Une rareté symptomatique d’un marché en tension
Au cours des derniers mois, les files d’attente devant les stations-service de Brazzaville et de Pointe-Noire ont abondamment illustré les limites d’un système d’approvisionnement sous pression. Selon le ministre des Hydrocarbures, Bruno Jean Richard Itoua, l’écart entre une demande intérieure croissante et une capacité de raffinage qui ne couvre qu’environ soixante pour cent des besoins nationaux explique l’apparition de goulets d’étranglement. L’argument est corroboré par les données de la Congolaise de raffinage, lesquelles témoignent d’une production inférieure aux pics de consommation observés dans l’hinterland urbain et minier.

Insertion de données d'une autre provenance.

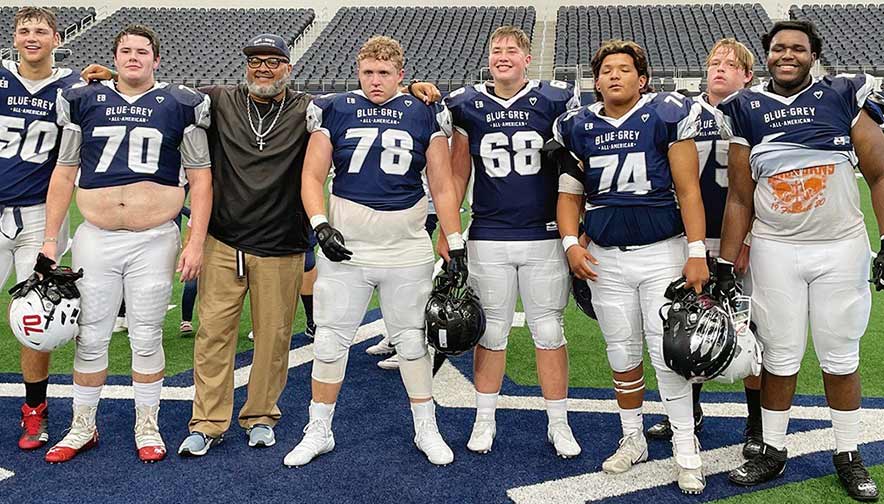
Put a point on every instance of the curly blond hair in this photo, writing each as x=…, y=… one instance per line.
x=382, y=48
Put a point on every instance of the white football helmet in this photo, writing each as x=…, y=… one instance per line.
x=41, y=325
x=45, y=308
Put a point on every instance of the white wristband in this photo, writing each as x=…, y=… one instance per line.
x=569, y=241
x=697, y=249
x=455, y=241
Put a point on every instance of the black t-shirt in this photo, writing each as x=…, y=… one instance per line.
x=256, y=206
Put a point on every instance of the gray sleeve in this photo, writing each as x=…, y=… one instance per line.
x=195, y=149
x=69, y=149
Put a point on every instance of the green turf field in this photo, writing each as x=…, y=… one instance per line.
x=588, y=365
x=586, y=346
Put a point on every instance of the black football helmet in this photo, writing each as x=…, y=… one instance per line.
x=704, y=340
x=582, y=296
x=455, y=320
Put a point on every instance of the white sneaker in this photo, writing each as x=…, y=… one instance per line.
x=318, y=439
x=632, y=450
x=560, y=435
x=690, y=470
x=428, y=440
x=148, y=441
x=390, y=363
x=120, y=324
x=381, y=348
x=482, y=436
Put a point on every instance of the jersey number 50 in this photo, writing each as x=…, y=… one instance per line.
x=33, y=150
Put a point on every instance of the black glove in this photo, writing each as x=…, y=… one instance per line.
x=878, y=269
x=725, y=289
x=332, y=243
x=457, y=267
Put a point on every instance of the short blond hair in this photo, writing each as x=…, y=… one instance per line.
x=36, y=14
x=745, y=58
x=382, y=48
x=515, y=33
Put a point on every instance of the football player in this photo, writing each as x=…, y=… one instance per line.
x=29, y=140
x=728, y=69
x=129, y=147
x=379, y=141
x=639, y=174
x=810, y=251
x=514, y=250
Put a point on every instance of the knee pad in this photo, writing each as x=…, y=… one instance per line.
x=90, y=360
x=410, y=344
x=548, y=332
x=417, y=376
x=329, y=346
x=629, y=387
x=330, y=372
x=781, y=363
x=148, y=356
x=840, y=363
x=495, y=337
x=624, y=355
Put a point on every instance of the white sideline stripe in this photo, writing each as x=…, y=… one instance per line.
x=453, y=390
x=297, y=357
x=598, y=485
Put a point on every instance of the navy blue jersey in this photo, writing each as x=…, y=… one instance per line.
x=29, y=134
x=515, y=188
x=809, y=128
x=627, y=180
x=131, y=139
x=379, y=150
x=712, y=151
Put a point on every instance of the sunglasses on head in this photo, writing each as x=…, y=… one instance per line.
x=271, y=63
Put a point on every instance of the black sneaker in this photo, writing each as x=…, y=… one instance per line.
x=854, y=477
x=754, y=442
x=663, y=429
x=767, y=465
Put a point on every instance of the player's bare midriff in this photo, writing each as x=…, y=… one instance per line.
x=134, y=207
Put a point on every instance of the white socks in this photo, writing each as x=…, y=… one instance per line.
x=323, y=411
x=486, y=405
x=774, y=425
x=86, y=396
x=423, y=410
x=631, y=421
x=147, y=394
x=845, y=424
x=556, y=411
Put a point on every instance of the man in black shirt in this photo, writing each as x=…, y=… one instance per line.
x=256, y=244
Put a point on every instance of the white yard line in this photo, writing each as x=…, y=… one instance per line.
x=297, y=357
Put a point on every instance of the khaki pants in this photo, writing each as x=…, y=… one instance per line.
x=273, y=284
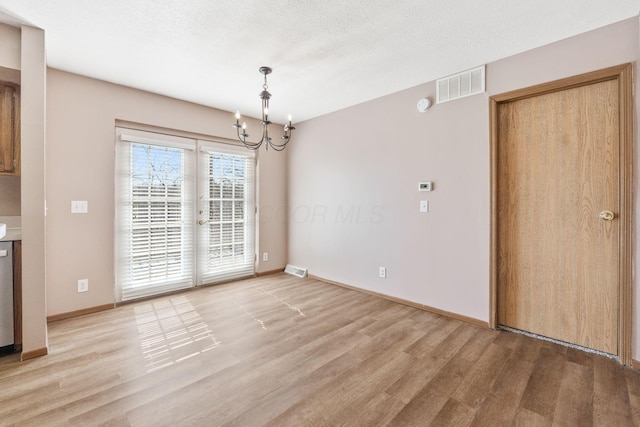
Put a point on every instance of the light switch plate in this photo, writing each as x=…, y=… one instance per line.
x=425, y=186
x=79, y=206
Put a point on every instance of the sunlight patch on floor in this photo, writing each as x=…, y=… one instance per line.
x=170, y=331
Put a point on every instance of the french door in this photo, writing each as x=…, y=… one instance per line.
x=184, y=213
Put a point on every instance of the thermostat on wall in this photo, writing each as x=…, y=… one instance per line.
x=425, y=186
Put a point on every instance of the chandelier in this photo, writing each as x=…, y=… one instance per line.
x=266, y=139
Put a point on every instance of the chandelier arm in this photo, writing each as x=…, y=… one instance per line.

Importations massives : le levier d’urgence pour restaurer l’équilibre
Pour répondre à la crise, la Société nationale des pétroles du Congo a établi un calendrier d’importations d’une ampleur inédite. Cent cinq jours d’autonomie pour le super et soixante-dix pour le gasoil sont désormais visés, tandis que plusieurs cargaisons sont déjà déchargées au large de la rade de Pointe-Noire. À en croire Bruno Jean Richard Itoua, ce dispositif, baptisé « Coup de poing », amorce le retour au rythme normal de distribution, gage d’une stabilisation progressive des prix à la pompe. Cet afflux de produits raffinés étrangers rappelle toutefois la vulnérabilité logistique d’un pays classé parmi les premiers producteurs de brut d’Afrique centrale.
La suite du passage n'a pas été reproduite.